The proliferation of racist propaganda disguised as reputable information has real consequences. Dylann Roof, the white supremacist who shot and killed nine African-Americans at a church in Charleston, South Carolina, was radicalized in the privacy of his own home, in part thanks to Google searches for "black-on-white crime" that led him to a right-wing propaganda site disguised as a news source.
Propagandists aren't the only bad actors who find Google a convenient tool for exploitation. Exploitative payday lenders take out ads against search terms like "need help paying rent fast," even though Google has banned them before. And sites called mugshot databases compile arrest information from public records and then charge targets money to remove it from the site, or else they float that person's potentially criminal past to the top of the search results.
When Google was confronted about the Stormfront MLK site six years ago, their excuse for not acting was that they only manipulate search rankings when forced to by law.
"A site's ranking in Google's search results is automatically determined by computer algorithms using hundreds of factors to calculate a page's relevance to a given query," a Google spokesperson told the Huffington Post in 2011. "The only sites we omit from our search results are those we are legally compelled to remove or those maliciously attempting to manipulate our results."
Since 2011, Google has only become a more central source of news and information in the United States. The problem of online racist propaganda is getting worse, experts say — malicious actors with political agendas are using Google more effectively and that the structuring of Google search results has the power to influence elections.
So what do they say today?

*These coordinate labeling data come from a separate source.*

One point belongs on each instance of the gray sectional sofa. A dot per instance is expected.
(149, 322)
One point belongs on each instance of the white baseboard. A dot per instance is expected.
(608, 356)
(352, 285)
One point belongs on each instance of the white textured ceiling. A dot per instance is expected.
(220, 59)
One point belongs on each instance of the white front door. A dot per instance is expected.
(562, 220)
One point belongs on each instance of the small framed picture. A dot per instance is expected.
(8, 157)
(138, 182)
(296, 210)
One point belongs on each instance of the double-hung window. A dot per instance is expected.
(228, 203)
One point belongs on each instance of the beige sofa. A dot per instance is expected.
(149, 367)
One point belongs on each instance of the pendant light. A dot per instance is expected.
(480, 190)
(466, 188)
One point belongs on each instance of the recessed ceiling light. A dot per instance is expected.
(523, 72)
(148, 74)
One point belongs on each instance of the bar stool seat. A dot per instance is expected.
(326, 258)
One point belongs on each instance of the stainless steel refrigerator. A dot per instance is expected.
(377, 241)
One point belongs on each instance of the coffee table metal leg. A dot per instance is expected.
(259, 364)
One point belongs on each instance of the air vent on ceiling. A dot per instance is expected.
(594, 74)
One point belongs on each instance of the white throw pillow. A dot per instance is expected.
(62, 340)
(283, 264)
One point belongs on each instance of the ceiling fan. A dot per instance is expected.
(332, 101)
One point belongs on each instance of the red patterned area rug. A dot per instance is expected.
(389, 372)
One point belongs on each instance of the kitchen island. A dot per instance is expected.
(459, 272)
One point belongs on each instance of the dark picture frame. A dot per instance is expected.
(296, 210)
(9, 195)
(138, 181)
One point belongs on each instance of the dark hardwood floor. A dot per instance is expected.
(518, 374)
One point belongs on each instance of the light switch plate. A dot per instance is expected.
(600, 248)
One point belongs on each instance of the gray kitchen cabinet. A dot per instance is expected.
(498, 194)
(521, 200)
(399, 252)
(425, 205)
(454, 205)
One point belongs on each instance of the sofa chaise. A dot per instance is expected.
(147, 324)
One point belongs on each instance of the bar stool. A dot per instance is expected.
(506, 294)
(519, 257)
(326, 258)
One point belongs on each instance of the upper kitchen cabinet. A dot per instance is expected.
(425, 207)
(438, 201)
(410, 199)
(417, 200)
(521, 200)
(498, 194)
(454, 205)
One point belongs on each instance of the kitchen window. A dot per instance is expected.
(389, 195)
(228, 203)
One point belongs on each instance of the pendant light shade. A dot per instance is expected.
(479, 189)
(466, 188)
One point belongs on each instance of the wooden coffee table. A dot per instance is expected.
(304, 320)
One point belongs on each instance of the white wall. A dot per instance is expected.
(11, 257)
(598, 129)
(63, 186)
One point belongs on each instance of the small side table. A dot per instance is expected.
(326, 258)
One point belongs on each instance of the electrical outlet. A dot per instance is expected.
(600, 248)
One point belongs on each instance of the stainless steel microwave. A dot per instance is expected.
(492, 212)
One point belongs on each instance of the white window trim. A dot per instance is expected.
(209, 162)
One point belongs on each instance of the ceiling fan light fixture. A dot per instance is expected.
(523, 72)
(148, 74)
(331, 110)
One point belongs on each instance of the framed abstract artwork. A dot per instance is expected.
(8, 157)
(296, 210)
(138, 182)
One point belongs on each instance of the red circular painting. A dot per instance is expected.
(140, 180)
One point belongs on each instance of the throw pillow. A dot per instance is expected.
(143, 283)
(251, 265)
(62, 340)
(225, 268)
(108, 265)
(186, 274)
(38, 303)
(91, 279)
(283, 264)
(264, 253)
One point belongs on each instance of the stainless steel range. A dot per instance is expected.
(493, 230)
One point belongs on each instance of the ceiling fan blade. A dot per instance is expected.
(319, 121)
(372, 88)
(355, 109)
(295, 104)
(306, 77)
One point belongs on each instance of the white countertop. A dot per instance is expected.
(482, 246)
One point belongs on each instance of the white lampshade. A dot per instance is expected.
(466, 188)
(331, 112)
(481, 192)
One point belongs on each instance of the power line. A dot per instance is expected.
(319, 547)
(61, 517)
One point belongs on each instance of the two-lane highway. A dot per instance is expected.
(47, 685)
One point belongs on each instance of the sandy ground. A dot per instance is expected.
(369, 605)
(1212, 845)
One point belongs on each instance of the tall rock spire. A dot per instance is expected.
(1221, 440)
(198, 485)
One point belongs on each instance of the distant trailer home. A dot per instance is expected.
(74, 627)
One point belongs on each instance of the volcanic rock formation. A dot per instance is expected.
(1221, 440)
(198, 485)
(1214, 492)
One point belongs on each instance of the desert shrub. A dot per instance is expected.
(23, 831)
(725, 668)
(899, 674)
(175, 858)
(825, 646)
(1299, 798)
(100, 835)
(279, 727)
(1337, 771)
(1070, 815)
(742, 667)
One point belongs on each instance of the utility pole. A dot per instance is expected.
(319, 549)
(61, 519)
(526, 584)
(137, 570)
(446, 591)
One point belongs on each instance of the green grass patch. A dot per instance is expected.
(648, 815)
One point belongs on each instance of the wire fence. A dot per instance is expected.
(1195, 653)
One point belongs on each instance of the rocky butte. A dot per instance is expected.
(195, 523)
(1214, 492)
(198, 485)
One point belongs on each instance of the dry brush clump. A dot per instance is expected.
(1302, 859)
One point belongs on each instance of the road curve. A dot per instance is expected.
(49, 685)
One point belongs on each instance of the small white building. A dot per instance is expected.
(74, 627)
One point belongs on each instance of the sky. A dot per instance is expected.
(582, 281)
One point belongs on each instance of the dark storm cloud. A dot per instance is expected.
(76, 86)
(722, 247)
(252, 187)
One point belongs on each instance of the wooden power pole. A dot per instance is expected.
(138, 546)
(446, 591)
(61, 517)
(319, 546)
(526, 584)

Google admitted in a statement that, in the process of delivering the best search results, they "don't always get it right," and are looking to adjust the search algorithm to knock sites like the Stormfront MLK page down the rankings.

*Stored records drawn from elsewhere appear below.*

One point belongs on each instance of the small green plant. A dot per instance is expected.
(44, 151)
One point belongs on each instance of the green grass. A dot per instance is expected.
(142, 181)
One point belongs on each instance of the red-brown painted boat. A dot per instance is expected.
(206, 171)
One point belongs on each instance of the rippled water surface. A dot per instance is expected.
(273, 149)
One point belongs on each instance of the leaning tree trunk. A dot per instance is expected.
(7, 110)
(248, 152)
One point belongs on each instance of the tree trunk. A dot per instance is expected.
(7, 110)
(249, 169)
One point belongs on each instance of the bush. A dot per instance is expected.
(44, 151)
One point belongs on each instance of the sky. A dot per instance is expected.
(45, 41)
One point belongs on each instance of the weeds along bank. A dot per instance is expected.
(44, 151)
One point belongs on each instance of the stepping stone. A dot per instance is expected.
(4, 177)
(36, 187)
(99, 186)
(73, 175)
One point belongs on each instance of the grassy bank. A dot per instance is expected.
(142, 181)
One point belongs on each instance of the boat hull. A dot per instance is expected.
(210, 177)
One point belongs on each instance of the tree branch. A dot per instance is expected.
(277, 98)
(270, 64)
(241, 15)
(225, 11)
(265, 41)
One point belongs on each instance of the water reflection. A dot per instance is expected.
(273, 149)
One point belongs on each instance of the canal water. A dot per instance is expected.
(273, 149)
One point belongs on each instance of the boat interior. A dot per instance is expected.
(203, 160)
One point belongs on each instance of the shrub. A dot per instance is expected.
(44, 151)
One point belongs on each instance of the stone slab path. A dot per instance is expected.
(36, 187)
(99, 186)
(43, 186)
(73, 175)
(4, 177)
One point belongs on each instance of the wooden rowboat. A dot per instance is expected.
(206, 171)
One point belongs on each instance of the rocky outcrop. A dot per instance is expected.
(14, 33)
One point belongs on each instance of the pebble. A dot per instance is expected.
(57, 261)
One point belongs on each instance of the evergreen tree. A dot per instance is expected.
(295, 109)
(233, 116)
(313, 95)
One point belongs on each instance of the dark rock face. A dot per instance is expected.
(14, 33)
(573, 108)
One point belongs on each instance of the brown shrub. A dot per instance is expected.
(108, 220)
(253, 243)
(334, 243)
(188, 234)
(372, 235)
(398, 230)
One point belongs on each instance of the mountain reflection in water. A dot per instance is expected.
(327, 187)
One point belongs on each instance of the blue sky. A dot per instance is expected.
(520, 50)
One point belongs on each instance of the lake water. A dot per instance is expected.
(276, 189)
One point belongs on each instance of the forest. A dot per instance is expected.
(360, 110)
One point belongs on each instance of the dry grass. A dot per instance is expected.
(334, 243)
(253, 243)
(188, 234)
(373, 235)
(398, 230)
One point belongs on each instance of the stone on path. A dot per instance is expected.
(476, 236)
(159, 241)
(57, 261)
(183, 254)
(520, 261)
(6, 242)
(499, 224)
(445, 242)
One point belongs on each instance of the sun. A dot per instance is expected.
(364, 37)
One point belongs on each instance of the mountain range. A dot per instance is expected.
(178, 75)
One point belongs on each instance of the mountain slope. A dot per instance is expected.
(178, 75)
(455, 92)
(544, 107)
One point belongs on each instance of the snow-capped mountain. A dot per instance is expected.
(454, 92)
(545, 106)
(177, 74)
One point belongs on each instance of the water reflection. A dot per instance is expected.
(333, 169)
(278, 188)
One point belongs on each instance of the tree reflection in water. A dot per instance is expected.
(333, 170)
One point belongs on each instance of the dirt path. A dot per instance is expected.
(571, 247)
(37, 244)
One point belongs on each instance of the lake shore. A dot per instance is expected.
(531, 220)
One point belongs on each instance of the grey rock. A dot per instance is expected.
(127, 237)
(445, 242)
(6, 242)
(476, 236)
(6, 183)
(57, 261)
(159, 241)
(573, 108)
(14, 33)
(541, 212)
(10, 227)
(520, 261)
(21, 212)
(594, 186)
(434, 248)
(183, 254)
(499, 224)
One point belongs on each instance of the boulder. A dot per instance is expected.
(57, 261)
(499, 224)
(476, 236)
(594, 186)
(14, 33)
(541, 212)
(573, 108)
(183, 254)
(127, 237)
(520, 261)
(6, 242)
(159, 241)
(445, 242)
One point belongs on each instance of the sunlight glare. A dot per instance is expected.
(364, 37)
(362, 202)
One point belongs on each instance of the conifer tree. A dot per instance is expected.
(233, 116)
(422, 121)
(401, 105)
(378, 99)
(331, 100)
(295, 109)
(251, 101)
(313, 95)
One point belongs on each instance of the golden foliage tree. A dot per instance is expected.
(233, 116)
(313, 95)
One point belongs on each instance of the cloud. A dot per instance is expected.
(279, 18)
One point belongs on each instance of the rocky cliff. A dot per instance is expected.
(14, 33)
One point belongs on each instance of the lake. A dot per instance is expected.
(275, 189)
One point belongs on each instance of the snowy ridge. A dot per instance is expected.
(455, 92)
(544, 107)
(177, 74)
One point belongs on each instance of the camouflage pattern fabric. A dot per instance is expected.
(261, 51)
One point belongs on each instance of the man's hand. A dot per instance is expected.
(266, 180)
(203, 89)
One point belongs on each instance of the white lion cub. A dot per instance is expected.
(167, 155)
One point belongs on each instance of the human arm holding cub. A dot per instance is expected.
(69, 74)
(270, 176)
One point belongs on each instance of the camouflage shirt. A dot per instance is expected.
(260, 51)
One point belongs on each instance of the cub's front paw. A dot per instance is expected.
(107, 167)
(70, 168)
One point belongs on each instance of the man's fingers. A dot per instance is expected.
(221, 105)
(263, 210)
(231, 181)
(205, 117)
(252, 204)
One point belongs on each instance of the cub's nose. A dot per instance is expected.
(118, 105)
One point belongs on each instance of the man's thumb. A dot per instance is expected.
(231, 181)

"When non-authoritative information ranks too high in our search results, we develop scalable, automated approaches to fix the problems, rather than manually removing these one-by-one," Google's statement to Mic said. "We are working on improvements to our algorithm that will help surface more high quality, credible content on the web and we'll continue to improve our algorithms over time in order to tackle these challenges."
"There's no app for finding a moral compass." —CUNY professor Jessie Daniels
But Daniels is wary of the the idea that a technological intervention can solve the problem of online racism and radicalization.
"Technology isn't going to save us," Daniels said. "We have to be able to face ourselves and a society and what we're capable of, and find a moral compass. There's no app for finding a moral compass."